PSF: He was the boxer, right?

MPM: Yes, even though he was like the enemy as far as at the Rathskeller [because] he was one of the jock bouncers I always had respect for him because he had a kind of... I think everyone who came across him had a respect for him. He just had a really quiet strength about him that was really kind of... that put most people in awe just in his presence. So he had that about him and I never disliked him for being, like, so Southie, as much as I disliked my neighbors for example. But he was like a hero in the neighborhood and I kind of held on to that a little bit even though I was separating from all that Southie stuff.

PSF: Not to change the subject, but that was one thing that struck me about both books - the way you talk about your family. I mean I'm sure you had fights with your siblings and your mom, but I can't recall at all any time where there's any kind of tone of actual contempt or hate or real resentment, you know? It seemed like you guys, despite your circumstances, that that love & respect probably kept you guys together.

MPM: It's odd. I feel like both books, they are both separate worlds because I was living a double life in a way. I was straddling two worlds - the Southie world, and the punk rock world. I didn't call it the punk rock world, you know that whole separate...

PSF: ...outside of Southie?

MPM: Yeah, and I was straddling two worlds, but both books follow a lot of the same time line but they just don't they didn't belong together. I had to write them separately. They both are also... Easter Rising is about my love/hate relationship with everything. I come from my neighborhood, my family, my ethnic history, all that stuff... Ireland, whatever. Everything that I come from - class, my love/hate relationship with it. Whereas All Souls is more weighing in on the love side, Easter Rising tells more of the hate... a little bit of when I start to break away from that place, and start to look down on it as backwards trash, bigoted, all that stuff, with the same kind of blanket labels that my friends would have for a place like Southie. Still, to this day, I always feel like I'm straddling both worlds - a more cosmopolitan world but also an appreciation for more kinds of parochial worlds, and sympathy for parochial worlds especially if they are caused by people's class based fears, you know?

PSF: So, you start discovering music and getting deeper into it - the late '70's, right?

MPM: Misson of Burma is the first local entree into the local scene. That would be a good start.

PSF: What year did they start... do you remember?

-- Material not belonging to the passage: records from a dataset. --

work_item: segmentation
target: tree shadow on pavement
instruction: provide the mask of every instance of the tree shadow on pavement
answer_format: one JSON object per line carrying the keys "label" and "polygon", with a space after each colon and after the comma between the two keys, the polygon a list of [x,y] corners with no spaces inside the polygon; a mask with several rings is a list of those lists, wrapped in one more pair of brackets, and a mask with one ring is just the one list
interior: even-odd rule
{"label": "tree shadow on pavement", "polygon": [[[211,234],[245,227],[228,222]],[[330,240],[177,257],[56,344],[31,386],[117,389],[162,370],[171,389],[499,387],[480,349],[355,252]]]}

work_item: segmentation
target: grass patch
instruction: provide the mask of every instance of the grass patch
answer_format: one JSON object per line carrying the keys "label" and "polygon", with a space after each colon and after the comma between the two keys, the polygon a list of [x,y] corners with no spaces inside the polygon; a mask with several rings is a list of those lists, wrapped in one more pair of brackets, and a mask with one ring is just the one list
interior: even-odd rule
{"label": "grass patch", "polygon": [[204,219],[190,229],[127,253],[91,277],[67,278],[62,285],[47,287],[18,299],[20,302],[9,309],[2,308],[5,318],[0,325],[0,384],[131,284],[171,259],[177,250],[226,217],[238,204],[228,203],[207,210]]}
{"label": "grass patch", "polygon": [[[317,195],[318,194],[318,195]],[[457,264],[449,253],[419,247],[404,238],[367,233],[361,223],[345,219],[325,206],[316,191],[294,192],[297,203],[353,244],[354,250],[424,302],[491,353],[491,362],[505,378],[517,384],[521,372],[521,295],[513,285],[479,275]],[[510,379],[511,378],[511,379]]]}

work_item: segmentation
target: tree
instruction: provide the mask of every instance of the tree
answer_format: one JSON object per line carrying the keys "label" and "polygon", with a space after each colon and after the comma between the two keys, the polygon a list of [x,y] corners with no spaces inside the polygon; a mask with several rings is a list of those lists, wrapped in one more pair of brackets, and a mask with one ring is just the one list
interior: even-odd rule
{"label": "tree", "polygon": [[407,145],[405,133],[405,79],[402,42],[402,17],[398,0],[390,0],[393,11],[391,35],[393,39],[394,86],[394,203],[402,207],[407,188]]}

MPM: I discovered MoB in '79. I think they might have formed in '78, but they were at a loft party which was just over this bridge. It wasn't even like the Brooklyn Bridge or the Manhattan Bridge. It was like the Gowanus Canal Bridge. It was small, you know what i mean? It seems like this huge bridge in the book because there were two separate worlds, but it would be like crossing the Gowanus Canal, and then finding this whole other world over there. You could only get only get to Southie by a couple of bridges. It was a peninsula, and when you went over the bridge, the neighborhood was buffered from the outside world by an industrial area. Like Gowanus, there were a lot of old abandoned warehouses from the old industrial days. That's where a lot of loft parties were happening so it was that close. You could walk to a loft party, and just a world away completely, so Mission of Burma was the first loft party I walked into when I saw a bunch of freaky people hanging out at a warehouse.

"What's going on here?" I went inside and it was Mission of Burma playing, so that was my entree into the local scene in Boston.